Tuesday, October 15, 2013

Knowledge Discovery and Machine Learning

Knowledge Discovery or Data mining cycle: Following steps constitutes the entire cycle and used to solve a data problems.
  • Data cleansing: This is used to remove noise and inconsistent data.
  • Data integration: In this step we can combine data from multiple sources.
  • Data selection: We might be interested in a specific subset of the data to solve the problem.
  • Data transformation: In this step, we would like to format and convert data set in to form suitable for mining. 
  • Data mining: In this step we would like to use specific algorithms on formatted data set to get some patterns/ expected output.
  • Pattern evaluation: Here, we would like to analyze and interpret the results.
  • Knowledge presentation : We would like to use visualization and other techniques to represent our finding in front of end user.
Sometimes first four steps (cleansing, integration, selection and transformation) are grouped together under the term "data pre-processing".

Dual usage of term data mining: The term "Data Mining" can be used in two cases. First is a specific step in knowledge discovery process as explained above. Second usage is more generic which refers to entire "knowledge discovery from data" process.

Descriptive vs predictive tasks: Descriptive tasks generally characterizes/ summarizes properties of target data set. However predictive tasks try to find some hidden pattern in order to make prediction.


  • Class and Concept: Consider the data set of Best Buy. Here in sales data mobiles, laptops, camera are classes and concepts can be urban buyers, rural buyer.
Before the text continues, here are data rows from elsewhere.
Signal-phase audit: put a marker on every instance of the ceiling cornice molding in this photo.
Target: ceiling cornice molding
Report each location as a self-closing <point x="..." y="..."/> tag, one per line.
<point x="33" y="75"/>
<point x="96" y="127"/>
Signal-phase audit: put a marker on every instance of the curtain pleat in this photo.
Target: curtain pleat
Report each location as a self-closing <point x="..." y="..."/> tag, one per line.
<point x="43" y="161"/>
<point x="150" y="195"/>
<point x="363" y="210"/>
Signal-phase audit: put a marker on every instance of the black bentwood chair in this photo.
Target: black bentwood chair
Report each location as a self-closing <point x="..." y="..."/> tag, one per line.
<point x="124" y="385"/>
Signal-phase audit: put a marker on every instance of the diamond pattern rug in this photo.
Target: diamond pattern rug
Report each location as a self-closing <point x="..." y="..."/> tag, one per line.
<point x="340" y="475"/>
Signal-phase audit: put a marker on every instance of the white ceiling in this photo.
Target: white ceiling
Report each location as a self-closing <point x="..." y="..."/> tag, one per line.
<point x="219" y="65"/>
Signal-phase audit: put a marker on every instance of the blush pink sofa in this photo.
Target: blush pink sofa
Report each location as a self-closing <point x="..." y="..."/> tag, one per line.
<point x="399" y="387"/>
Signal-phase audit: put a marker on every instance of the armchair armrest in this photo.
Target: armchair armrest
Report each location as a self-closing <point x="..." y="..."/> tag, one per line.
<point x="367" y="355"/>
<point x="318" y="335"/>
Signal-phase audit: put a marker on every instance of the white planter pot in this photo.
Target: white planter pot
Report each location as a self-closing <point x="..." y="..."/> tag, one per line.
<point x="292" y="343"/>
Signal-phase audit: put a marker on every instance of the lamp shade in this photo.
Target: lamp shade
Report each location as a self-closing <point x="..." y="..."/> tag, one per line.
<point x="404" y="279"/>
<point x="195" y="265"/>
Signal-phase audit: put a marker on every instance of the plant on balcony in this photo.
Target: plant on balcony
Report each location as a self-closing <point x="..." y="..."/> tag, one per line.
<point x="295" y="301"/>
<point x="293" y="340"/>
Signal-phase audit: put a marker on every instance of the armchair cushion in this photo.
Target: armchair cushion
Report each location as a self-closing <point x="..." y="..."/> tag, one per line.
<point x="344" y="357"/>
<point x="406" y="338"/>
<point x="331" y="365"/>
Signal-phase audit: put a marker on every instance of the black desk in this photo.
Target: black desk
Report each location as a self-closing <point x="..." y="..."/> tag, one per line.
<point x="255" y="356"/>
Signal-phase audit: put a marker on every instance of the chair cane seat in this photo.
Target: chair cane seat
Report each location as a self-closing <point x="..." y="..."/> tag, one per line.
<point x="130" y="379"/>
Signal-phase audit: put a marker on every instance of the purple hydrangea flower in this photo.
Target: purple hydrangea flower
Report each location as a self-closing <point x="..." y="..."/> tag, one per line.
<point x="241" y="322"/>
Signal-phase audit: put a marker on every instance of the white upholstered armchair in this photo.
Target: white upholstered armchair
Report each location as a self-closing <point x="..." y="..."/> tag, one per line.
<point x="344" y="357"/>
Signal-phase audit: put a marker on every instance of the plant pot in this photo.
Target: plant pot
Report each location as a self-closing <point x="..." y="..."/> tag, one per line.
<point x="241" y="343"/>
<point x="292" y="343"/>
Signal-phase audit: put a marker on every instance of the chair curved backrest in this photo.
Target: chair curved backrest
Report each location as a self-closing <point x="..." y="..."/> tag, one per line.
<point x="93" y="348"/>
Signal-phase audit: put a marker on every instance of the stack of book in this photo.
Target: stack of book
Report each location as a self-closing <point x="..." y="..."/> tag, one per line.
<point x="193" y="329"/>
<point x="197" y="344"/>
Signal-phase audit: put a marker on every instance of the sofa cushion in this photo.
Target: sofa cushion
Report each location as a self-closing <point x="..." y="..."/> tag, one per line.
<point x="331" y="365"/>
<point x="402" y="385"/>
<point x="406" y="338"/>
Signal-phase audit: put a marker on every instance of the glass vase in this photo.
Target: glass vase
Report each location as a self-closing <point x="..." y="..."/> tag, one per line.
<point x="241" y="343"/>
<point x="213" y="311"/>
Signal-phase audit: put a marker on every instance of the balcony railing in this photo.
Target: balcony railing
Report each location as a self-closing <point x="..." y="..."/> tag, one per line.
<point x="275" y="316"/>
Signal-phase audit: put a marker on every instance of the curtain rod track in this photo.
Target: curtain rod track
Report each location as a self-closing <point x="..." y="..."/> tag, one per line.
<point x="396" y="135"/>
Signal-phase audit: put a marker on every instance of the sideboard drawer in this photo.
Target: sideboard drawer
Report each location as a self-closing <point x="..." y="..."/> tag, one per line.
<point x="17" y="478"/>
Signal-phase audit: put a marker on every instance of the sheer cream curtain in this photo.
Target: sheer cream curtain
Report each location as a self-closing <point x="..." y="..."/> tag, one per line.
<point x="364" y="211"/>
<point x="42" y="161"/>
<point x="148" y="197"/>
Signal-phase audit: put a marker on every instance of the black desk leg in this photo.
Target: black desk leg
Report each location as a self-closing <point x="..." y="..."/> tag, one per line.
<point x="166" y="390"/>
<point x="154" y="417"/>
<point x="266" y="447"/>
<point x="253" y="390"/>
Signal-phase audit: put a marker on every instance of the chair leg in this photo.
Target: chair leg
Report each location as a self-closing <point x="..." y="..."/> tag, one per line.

So concepts are more abstract and derived entities. 
  • Characterization: We could divide customers into higher class, middle class and lower class based on the income and get average income for higher class.
  • Discrimination: We would compare factors/parameters for geographical region with sales increase of 10% against geographical region with sales decrease of 10%.
  • Frequent Pattern Mining: Here we would like to do association rule mining in order to determine frequent patterns in data.
  • Classification and regression: Here we would like to predict the label or exact value based on all dependent variables.
  • Clustering analysis: In these kind of tasks there are no labels. However input records are grouped together based on their attributes.
  • Outlier analysis: Sometime we might like to find outliers and see if there is some pattern. In case of credit card transaction, fraud transactions are outliers and it makes them easy to identify. Another example can be fake profiles/bots on twitter. 

Machine learning

"Machine learning, a branch of artificial intelligence, concerns the construction and study of systems that can learn from data. For example, a machine learning system could be trained on email messages to learn to distinguish between spam and non-spam messages. After learning, it can then be used to classify new email messages into spam and non-spam folders." [1]

Roughly we can categorize all machine learning techniques in to three main categories.

Supervised learning: Systems are training and optimized on data set with known results.

  • Classification: Based on data set with actual outputs we can train a system (algorithm) to classify emails in to "spam" or "not spam" categories. Once we train and optimize the model it can be used to automatically categorize emails. Basically we are trying to predict the category for a given input (email) based on different parameters. 
  • Regression: Regression is somewhat similar to classification except we will use it for continuous attributes. It will help us to predict the dependent attribute (output) for changes in independent attribute (input). Sales forecasting is one of the problems which can be solved using regression forecasting.
Unsupervised learning: Systems are supposed to find structure/ pattern in data where we do not know any output.
  • Clustering: In given data set we can use clustering techniques to find pattern and group similar observations. For examples, in a large data set of customers with many attributes we can use clustering techniques and identify different segments of customers.
Semi-Supervised learning: This type of techniques fall in between supervised and unsupervised learning. In the data set of study both labelled and unlabelled records are present.
  • In real life scenarios labelled data is hard to get, so we need to work with very small amount of labelled data and large amount of unlabelled data together. This is where semi-supervised learning is useful. 
  • As the training data will consists of both labelled and unlabelled records, unlabelled data points will help us to refine the model build by labelled data points.
Active Learning: This allows users to play active role in model building process. In this approach a user can be asked to label few examples. These examples can be from actual unlabelled data set or synthesized by learning program. Basically, we are trying to acquire constant knowledge from user (with some constraint like how many times we should ask user) in order to form a better learning model.